Real time tracking and visualization of indoor social interactions

Teachers: 
Denis Lalanne
Student: 
Thomas Rouvinez
Project status: 
Finished
Year: 
2015

During this Master Thesis, we analysed the current state of research in the field of indoor tracking systems technologies. We studied their respective applications and issued a set of criteria that corresponds to the requirements of tracking social interactions. An indoor positioning system based on passive RFID tags carried by the participants of social events turned out to be the best approach. A complete indoor positioning system is then designed, including using RFID readers, capturing participants locations, manage and store the data, retrieve clean data, displaying this data in real time. A multi-tier system is created, combining RFID management and data capture, a web service to interface between the raw data and the final clients exploiting this data. The web service implements a set of methods to process the data, for both online and offline needs.

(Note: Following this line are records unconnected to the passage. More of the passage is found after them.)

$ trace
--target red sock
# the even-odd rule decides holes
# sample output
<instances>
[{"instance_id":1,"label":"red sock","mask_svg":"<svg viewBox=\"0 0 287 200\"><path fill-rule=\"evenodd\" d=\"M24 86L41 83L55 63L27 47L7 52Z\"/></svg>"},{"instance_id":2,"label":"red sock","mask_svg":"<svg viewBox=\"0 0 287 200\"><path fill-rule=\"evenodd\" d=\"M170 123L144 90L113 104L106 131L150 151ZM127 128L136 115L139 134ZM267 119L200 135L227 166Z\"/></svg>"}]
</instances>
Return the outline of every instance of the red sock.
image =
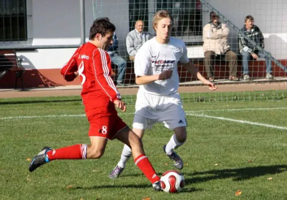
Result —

This project regroups the developments of multiple pieces of software: (1) a reader controller in Java, (2) a data management wizard, and (3) a live visualization. The reader controller manages the hardware and the tracking system. The wizard is used to manage the database, which is most useful to configure events. Finally, the live visualization has been created within a web page using Processing.js. The visualization is procedurally generated out of the data retrieved from the web service and aims at improving social interactions by proposing a live graphical representation of geographic interests within the room.

A live test has been carried out with 120 participants during a forum-like event. The data is analysed and presented with graphical representations such as stacked bar charts, stream graphs, etc. From observations performed during the live event, a set of hypotheses on the behaviour of the participants has been established. The system supported all these hypotheses and confirmed the observations. Further extrapolations based on the data collected are presented to highlight participants’ behaviours that only the system can accurately track.

This Master Thesis has been achieved within a six-month time frame of combined research and implementation using agile methodologies (mainly Feature-Driven Development). Although work being performed by a single developer mitigates the value of agile methodologies, it allowed us to quickly iterate on the first transversal prototype.